Being located in Europe ourselves, we were interested in finding out how European stocks react- what would the outcome be- of applying different Value-screening methods to stocks and especially to a portfolio of stocks.
For this project we studied different value-investment strategies that we could implement in our application.
We were especially attracted to existing methods, The Magic Formula by Joel Greenblatt, Joseph Piotroski’s nine point scoring mechanism, Benjamin Graham’s Net Current Asset Value and using our own ERP5.
For this paper we went back 10 years in time and used fundamental constituents familiar to value investors such as Price to Book, Return on Investments, Direction of Earnings, Earnings Yield etc.

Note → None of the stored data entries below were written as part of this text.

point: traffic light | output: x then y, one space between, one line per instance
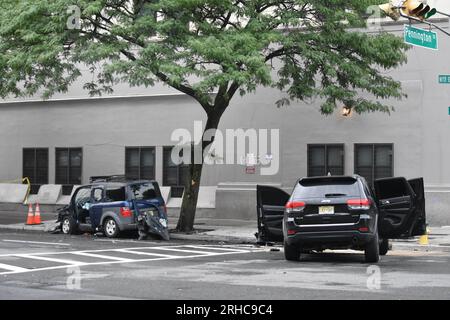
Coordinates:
390 10
418 9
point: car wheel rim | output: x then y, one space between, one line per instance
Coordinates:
110 227
66 226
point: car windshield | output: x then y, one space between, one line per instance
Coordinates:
327 188
144 191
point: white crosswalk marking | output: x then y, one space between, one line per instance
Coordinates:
12 268
184 250
112 256
101 256
39 257
216 248
146 253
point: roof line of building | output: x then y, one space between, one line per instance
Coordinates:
161 95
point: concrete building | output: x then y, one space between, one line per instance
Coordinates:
72 137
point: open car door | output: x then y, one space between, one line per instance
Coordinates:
270 202
401 205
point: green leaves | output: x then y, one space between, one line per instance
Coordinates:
304 48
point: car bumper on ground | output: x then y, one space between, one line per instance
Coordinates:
330 239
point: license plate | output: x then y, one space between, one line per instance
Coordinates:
326 210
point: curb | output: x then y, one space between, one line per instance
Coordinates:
205 237
46 227
420 248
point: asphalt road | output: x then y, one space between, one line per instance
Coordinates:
46 266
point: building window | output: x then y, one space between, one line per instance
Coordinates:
35 167
140 163
68 168
374 161
174 175
324 159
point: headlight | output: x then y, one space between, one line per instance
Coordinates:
163 222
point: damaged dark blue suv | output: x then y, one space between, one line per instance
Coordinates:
341 212
115 206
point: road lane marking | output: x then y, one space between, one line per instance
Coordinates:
145 253
100 256
37 242
82 264
184 250
91 251
216 248
12 268
39 257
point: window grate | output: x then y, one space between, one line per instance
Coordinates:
374 161
140 163
324 159
35 167
68 168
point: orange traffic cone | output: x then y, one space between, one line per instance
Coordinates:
30 217
37 215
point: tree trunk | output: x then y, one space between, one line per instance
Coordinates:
192 186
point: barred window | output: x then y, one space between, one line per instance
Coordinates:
35 167
68 168
374 161
174 175
324 159
140 163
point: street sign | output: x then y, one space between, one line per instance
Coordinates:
444 78
420 37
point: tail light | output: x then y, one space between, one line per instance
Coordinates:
126 212
295 206
359 204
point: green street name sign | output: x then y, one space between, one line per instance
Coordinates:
444 78
421 38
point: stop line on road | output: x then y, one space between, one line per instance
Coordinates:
31 262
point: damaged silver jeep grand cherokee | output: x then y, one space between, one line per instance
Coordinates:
341 212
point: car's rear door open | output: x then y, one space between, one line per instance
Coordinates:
270 205
401 205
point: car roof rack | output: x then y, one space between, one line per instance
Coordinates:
111 178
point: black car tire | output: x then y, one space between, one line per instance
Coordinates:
110 228
372 250
69 225
384 246
291 252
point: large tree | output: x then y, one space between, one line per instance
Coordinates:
200 47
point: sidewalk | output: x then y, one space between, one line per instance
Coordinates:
242 231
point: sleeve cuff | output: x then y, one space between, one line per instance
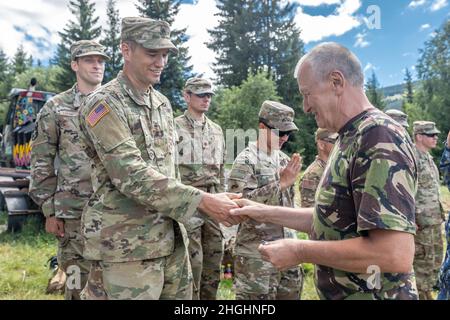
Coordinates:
48 208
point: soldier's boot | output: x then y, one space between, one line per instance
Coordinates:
57 283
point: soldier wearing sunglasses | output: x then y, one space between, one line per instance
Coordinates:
263 173
429 212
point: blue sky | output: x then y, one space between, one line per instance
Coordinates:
404 27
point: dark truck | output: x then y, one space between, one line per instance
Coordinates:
15 152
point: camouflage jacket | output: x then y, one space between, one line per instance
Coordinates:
310 181
445 166
64 190
428 206
369 183
256 175
201 157
137 196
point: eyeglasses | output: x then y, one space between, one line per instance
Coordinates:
202 95
430 135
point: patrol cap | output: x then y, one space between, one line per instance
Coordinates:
277 116
425 127
84 48
398 116
150 33
198 86
325 135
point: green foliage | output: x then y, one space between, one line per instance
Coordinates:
433 69
178 68
83 28
238 107
409 86
45 78
111 40
373 93
21 61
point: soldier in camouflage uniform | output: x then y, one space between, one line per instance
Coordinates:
444 276
398 116
64 190
310 180
201 161
256 173
362 226
429 212
133 222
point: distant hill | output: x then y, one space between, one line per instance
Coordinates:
393 95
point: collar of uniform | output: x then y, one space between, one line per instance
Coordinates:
194 122
140 98
262 154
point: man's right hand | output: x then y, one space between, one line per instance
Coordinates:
54 226
218 207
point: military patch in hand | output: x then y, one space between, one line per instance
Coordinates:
99 111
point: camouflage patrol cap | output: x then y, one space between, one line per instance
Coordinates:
84 48
150 33
425 127
324 134
198 86
277 116
398 116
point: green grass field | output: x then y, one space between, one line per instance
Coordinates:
24 271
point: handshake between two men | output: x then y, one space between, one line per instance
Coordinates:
231 209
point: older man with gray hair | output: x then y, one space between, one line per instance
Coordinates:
362 226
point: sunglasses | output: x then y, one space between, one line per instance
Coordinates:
202 95
276 131
430 135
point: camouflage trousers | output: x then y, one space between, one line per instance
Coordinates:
165 278
428 258
256 279
206 251
70 259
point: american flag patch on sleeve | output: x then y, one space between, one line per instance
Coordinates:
100 110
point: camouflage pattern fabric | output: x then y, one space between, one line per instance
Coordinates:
429 217
71 260
201 158
309 182
428 258
84 48
138 205
57 136
62 191
256 174
369 183
444 275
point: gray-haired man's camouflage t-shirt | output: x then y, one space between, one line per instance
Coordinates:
369 183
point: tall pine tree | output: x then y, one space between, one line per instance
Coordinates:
111 41
373 93
21 61
178 68
409 87
82 28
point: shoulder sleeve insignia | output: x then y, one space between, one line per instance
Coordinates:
99 111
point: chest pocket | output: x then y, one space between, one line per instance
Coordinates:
265 176
69 128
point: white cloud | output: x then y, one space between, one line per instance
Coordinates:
416 3
369 66
316 28
438 5
361 42
202 58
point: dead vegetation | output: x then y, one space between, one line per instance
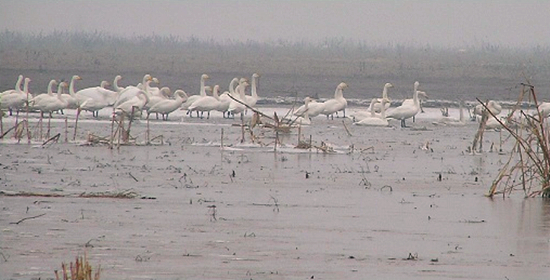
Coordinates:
79 270
528 166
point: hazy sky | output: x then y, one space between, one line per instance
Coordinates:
441 23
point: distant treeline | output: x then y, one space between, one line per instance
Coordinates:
459 69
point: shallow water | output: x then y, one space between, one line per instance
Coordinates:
360 213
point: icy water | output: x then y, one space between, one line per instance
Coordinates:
374 209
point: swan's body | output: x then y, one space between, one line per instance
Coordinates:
375 119
338 103
17 99
377 106
53 102
450 121
132 91
116 87
167 106
492 105
135 103
314 108
406 111
207 103
93 99
16 89
304 118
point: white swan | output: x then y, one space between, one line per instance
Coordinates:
375 119
163 94
116 87
406 111
304 118
191 99
167 106
70 98
377 106
237 107
17 87
207 103
338 103
132 91
493 106
224 98
133 105
50 103
451 121
253 98
16 100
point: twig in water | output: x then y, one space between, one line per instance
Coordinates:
27 218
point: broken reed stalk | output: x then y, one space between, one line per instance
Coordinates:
532 167
79 270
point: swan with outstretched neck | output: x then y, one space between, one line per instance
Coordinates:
375 119
406 111
338 103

We were also curious to learn whether markets were, indeed, as efficient as the theory indicates they are in the modern finance.
“And contradictory in a big way. It’s now very clear that the market makes BIG mistakes in pricing stocks. It doesn’t see through reported accounting numbers. It’s typically overly optimistic about to-be-reported earnings.
It projects that successful firms will continue their success for far too long into the future”
(Haugen; The inefficient Stock Market).
As we proceeded, we also asked ourselves questions such as;
-Should we invest in an index fund rather than in individual stocks?
-Where and how can we find undervalued stocks ?
-What happens to performance if we add more stocks to a “Value” portfolio?
-What happens to performance if we join two “Value” screeners together?